Error Handling - The White Screen of Death
When you navigate to your Drupal site and you see nothing but a white blank screen, nicknamed the white screen of death
, as a reference to Windows’s blue screen of death, it typically means that Drupal encountered a PHP error. Many things can cause this, and it usually has to do with a development error. Even a missing semicolon can trigger the white screen of death. If you find yourself with a completely blank page, you’ll want to enable PHP error reporting so you can find where the issue is being encountered.
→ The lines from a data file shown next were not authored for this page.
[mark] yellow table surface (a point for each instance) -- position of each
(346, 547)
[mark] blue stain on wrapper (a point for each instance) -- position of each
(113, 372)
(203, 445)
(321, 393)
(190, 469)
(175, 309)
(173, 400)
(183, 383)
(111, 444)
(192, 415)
Drupal creates caches of your content so that every time a page is requested, it doesn’t have to generate it dynamically. The effect is to reduce the amount of PHP processes and SQL queries being made, which in turn increases the performance of your Drupal site. However, if you make certain changes during development, especially a theme, the results may not show up. To get the results that you're looking for you would need to Flush Cache. Flushing your cache clears out your Drupal cache and allows the site to rebuild itself with up-to-date information.